国際大会が次々と中止になっていた3月、卓球の代表選手たちは驚くほど前向きだった。

 「私にとっては悪いことじゃないかな。しっかりやり込んだ練習ができる」と27歳のベテラン、石川佳純(全農)。20歳の平野美宇(日本生命)も「自分でコントロールできないこと。気にしても意味がない」とした上で、「いっぱい練習ができる。(試合がない)期間が長いと、新しいことに挑戦しやすい」。

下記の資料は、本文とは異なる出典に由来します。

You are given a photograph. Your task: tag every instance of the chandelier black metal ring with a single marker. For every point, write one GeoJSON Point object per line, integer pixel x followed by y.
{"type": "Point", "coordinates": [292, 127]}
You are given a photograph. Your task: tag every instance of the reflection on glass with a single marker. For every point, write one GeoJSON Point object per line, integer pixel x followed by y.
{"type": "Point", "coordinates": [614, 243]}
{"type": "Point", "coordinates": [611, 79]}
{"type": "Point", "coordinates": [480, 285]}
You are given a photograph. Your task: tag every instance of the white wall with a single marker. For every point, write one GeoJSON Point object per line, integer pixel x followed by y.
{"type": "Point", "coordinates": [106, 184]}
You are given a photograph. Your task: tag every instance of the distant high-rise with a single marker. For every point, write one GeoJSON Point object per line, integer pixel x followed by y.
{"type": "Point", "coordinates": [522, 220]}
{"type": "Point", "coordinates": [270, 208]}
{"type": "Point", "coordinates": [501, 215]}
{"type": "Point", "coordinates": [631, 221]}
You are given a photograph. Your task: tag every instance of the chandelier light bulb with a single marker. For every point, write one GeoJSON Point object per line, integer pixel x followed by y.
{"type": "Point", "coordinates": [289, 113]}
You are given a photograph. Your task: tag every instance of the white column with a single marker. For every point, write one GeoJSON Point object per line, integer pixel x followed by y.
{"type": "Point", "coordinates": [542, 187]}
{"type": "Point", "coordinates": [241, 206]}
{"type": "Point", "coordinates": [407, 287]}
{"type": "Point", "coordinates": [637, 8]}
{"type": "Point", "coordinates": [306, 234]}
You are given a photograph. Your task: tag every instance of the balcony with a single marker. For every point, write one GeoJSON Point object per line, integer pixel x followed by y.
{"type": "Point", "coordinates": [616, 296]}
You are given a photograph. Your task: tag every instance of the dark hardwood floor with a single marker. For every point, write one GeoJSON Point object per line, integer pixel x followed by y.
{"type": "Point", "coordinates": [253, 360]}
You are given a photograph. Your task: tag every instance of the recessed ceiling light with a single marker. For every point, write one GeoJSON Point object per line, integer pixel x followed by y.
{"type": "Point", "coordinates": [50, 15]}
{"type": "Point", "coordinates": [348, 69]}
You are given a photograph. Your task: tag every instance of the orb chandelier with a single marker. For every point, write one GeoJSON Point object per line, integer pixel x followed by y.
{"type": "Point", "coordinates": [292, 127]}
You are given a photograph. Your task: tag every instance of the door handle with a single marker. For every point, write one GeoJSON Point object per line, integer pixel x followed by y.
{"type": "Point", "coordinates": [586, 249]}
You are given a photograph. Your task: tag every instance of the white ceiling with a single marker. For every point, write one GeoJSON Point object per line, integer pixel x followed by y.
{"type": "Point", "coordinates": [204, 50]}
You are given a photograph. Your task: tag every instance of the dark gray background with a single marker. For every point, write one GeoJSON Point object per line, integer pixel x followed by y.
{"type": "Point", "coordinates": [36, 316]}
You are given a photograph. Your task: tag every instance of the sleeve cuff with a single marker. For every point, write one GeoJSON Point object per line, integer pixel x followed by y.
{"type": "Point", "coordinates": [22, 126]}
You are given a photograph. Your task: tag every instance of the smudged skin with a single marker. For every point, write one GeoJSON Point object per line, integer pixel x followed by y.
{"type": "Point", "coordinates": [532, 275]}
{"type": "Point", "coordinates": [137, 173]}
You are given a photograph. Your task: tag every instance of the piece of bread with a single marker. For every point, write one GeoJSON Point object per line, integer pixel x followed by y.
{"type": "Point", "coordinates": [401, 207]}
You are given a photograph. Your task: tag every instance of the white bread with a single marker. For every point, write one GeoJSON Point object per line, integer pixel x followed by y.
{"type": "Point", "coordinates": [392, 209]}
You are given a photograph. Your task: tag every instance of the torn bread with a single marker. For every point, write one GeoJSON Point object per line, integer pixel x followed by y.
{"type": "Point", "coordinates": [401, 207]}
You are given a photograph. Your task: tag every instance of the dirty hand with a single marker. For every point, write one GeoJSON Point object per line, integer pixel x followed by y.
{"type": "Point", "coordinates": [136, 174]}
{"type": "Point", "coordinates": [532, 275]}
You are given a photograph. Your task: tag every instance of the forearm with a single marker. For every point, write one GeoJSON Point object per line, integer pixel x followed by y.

 ポジティブになれる背景には、従来のスケジュールではオフシーズンがほぼなかったという、卓球特有の事情がある。コロナ禍で生まれた空白は、石川が「こんなに試合がないのは初めてかも」と語るほどだ。

 世界中を転戦する「ワールドツアー」は1月に開幕し、12月まで連戦に次ぐ連戦。これに出続けないと、五輪出場権にかかわる世界ランキングが維持しにくい。さらに合間に世界選手権や全日本選手権、ワールドカップ(W杯)、Tリーグ、賞金大会などがあり、昨年20以上の国際大会に参戦した石川は「朝起きて、どの国にいるんだっけ?っていうことが何度かありました」と苦笑する。

 試合が続けば、実力を底上げするための練習は難しい。石川は「『できるまでやり込む』っていうじっくりした練習が今まで難しかった。試合が近いと、うまくまとめないといけないので」。

 日本勢は東京五輪のメダル有力候補には違いない。だが、中国勢が飛び抜けているというのが実情だ。その存在感は圧倒的で、五輪過去8大会計32個の金メダルのうち、28個を中国勢がさらっている。2020年夏も、王者との差を埋められないまま迎える可能性が高かった。

 実際、五輪延期を受けて日本男子のエース、16歳の張本智和(木下グループ)は「準備しなければいけない課題がまだまだあると焦っていた」と明かした。

 実戦感覚が鈍るのは痛いが、過去にないほどじっくりと練習に打ち込める異例の時間は、遠かった中国との距離を詰める好機でもある。

 例えば昨秋、伊藤美誠(スターツ)が約1カ月にわたって大会に出場せず、練習に専念したことがあった。「本当に、すごく充実していた」。思い切った調整が奏功。この時期を境に飛躍し、初の五輪シングルス切符を手に入れている。

 平野が言う。「試合ばかりでできなかったことにどんどんチャレンジして、幅を広げたい。去年は『ここはできるけど、ここは時間がない』って時があったけど、全体的にレベルアップできるチャンス」

 残り1年3カ月。王者中国の背中に、手が届くかもしれない。